Con Tiempo después me llegan informaciones previas de que su universo es fraternal con el de Amanece que no es poco. Y, como lo que más agradezco en la vida y en el cine es divertirme, espero pasar un buen rato, sentirme cómplice del humor, la irreverencia y la vocación esperpéntica de su director. Pero no hay forma; al final de su metraje sigo esperando a Godot, la expresión de Buster Keaton no se altera en mi rostro. Y los chistes políticos, religiosos, filosóficos, sociológicos son indesmayables y acelerados en boca de personajes con trazo surrealista y vocación de absurdo. Es un ejército de parados y famélicos que se niegan a la sumisión y que, lógicamente, pierden su batalla exclusivamente dialéctica contra la representación del poder, encabezada por militares, burócratas y un rey emparentados con el delirio. Pero constato con infinita envidia que las carcajadas son frecuentes e interminables en gran parte de la sala, que, a lo peor, si me aburro tanto con esos personajes, diálogos y situaciones tan presuntamente hilarantes, algún psiquiatra debería aclararme y curarme mis carencias, patéticas limitaciones. El problema debe de ser mío y no de una película (sospecho que otra vez de culto) que sus feligreses colocarán en los altares de su deleite. Que la disfruten eternamente.
John Le Carré construyó un mundo fascinante, tenebroso e imperecedero centrado en el espionaje durante la Guerra Fría. Algunos de sus protagonistas eran los topos, agentes captados por el M16 británico y el KGB en una batalla implacable, sin reglas, para lograr información. El Kremlin hizo modélicamente su labor captando a un selecto grupo de gente procedente de Cambridge y de Oxford. La película La espía roja habla de esa gente. Y está centrada en la historia real de una física que trabajó en la fabricación de la bomba atómica y que, al constatar sus devastadores efectos, le pasó información sobre ella a los rusos, en su humanista convicción de que ningún país volvería a lanzarlas si los enemigos también poseían su fórmula.

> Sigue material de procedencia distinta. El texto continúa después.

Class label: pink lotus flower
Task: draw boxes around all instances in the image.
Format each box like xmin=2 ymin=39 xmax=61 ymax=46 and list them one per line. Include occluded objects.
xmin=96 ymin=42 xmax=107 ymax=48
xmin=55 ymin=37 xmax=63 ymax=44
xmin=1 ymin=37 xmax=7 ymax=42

Por desgracia, lo que Le Carré narró de forma apasionante, con gran literatura, aquí está descrito de forma convencional, abusando hasta el mareo de la música, con interpretaciones débiles. A pesar de ello, no te ocurre nada malo por verla y oírla hasta el final, aunque se te olvide rápido. Y posee el atractivo de que aparezca (menos de lo que yo quisiera) en ella la formidable actriz Judi Dench, esa anciana bajita con expresividad portentosa. Junto a Helen Mirren, es una de las mejores cosas que le quedan al cine inglés, al cine a secas.